Last updated on 27 April 2021

Emma Hancox is Digital Archivist at the University of Bristol and Sam Brenton is a Digital Archives trainee through the The National Archives’ Bridging the Digital Gap scheme.

Despite the disruption caused by the pandemic, the past year at the University of Bristol has been a busy one. As well as implementing Preservica we’ve beensam establishing our workflows and working on ingesting more of our digital collections.

Excitingly, in the New Year we welcomed Sam Brenton as our Digital Archives trainee through The National Archives’ Bridging the Digital Gap scheme. We wanted to take this opportunity to introduce him to Digital Preservation Coalition members and ask him some questions about his experience so far. 

What does being an archive trainee with the Bridging the Digital Gap scheme involve?

I am one of eight trainees employed by The National Archives, a Heritage Lottery funded initiative to bring digital skills in to the Archive sector. We have regular virtual meet-ups for workshops and training related to digital preservation and archiving as a whole but we are all seconded to a different host institution to get real-world digital archiving experience, in my case, at the University of Bristol.

What sparked your interest in becoming a digital archives trainee?

I was drawn to this position immediately as it seemed a really interesting and unique way to utilise my digital skills which are mostly audio-visual and come from studying media production at college.  The more I thought about it the more I realised that a lot of my own personal habits were suited to digital preservation. I’d always spent a lot of time on my own Google Photos collection, which includes everything from digitised family film photos to photos my friends posted on social media totalling thousands of photos all sorted chronologically. I’ve always been conscious of moving files off old laptops and mobile phones and onto external storage as I knew that they’d be far harder to access on the devices themselves years down the line.

What have you been working on so far?

My first big task was to create a Digital Asset Register for the digitised elements of the University's Special Collections. The next step involved identifying which elements belong to which parts of each collection and creating additional catalogue records if necessary.  I was then able to identify which collections were suitable for ingestion to Preservica as we move towards using Universal Access for our front-end.

What have you enjoyed about the job and being a trainee so far?

There’s so much I’m enjoying about this job, in particular the variety that comes from dealing with a range of different formats, be that audio-visual, physical, or web-based. I also love the strange juxtaposition of old and new. One moment I’m working with the latest preservation software or writing code to organise files, the next moment I’m reading parchment from the 19th century.

It must have been difficult starting a new job during lockdown.

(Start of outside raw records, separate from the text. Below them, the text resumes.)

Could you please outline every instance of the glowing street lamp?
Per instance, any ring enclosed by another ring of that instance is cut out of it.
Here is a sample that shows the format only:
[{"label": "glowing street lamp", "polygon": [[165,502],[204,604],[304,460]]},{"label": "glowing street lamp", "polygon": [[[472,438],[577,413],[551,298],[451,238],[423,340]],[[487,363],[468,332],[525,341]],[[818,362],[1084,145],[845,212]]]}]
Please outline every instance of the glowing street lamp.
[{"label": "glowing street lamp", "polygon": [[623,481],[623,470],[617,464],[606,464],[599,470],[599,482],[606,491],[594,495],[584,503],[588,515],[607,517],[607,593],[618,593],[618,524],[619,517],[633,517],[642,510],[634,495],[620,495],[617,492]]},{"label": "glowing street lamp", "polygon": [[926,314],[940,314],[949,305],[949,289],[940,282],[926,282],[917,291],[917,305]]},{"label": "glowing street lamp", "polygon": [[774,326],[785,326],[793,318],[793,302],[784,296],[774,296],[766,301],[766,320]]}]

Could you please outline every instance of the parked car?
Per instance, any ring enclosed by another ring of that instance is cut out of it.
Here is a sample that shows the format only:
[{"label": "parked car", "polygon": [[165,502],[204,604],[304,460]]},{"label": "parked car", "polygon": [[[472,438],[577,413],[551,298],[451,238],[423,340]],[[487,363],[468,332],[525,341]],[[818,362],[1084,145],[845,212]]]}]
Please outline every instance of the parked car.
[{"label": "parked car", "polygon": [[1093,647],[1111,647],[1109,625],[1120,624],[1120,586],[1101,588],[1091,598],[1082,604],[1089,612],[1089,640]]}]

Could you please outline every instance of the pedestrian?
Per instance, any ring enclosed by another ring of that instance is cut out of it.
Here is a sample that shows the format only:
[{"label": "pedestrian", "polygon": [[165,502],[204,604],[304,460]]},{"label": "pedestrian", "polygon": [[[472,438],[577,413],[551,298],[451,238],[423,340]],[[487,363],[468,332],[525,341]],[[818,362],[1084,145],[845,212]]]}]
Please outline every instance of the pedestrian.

How have you found working from home?

It’s certainly had its challenges. There have been plenty of times where I would have benefited from working alongside experienced colleagues as I settle into a new role, but at the same time it’s forced me to be more comfortable with self-directed learning and become more resilient. Whilst I would have loved to have spent more time on the campus, everyone both at The National Archives and at the University has been really welcoming and supportive.

Has anything surprised you about working with digital archives so far?

Yes definitely, coming into this I assumed that digitisation was a straightforward solution to preservation and that it was much easier to preserve digital files than their physical counterparts but that couldn’t have been further from the truth. I appreciate now that it’s often far easier to preserve a physical document than it is to preserve its modern digital equivalent and that active digital preservation is an ongoing process.

What are you looking forward to working on in the future?

We’ve just started our web archiving module with The National Archives, which is something I’m really keen to get stuck in to, I’ve always been a huge fan of the Wayback Machine which in the past I’ve described to people as the closest thing we have to a time machine. Web archiving feels even more important during Covid as webpages with details about restrictions are changing all the time but each iteration is important as it documents how the crisis progressed.

I’m also really looking forward to getting hands-on with some digitisation when it’s safe to do so, as I always enjoy working with AV content and on a different note, something I’ve been progressing in my own time is my skills with Python to help automate tasks. So far I’ve used it to speed up getting files organised for Preservica ingest but I’m looking forward to seeing what else I can do with it in the future.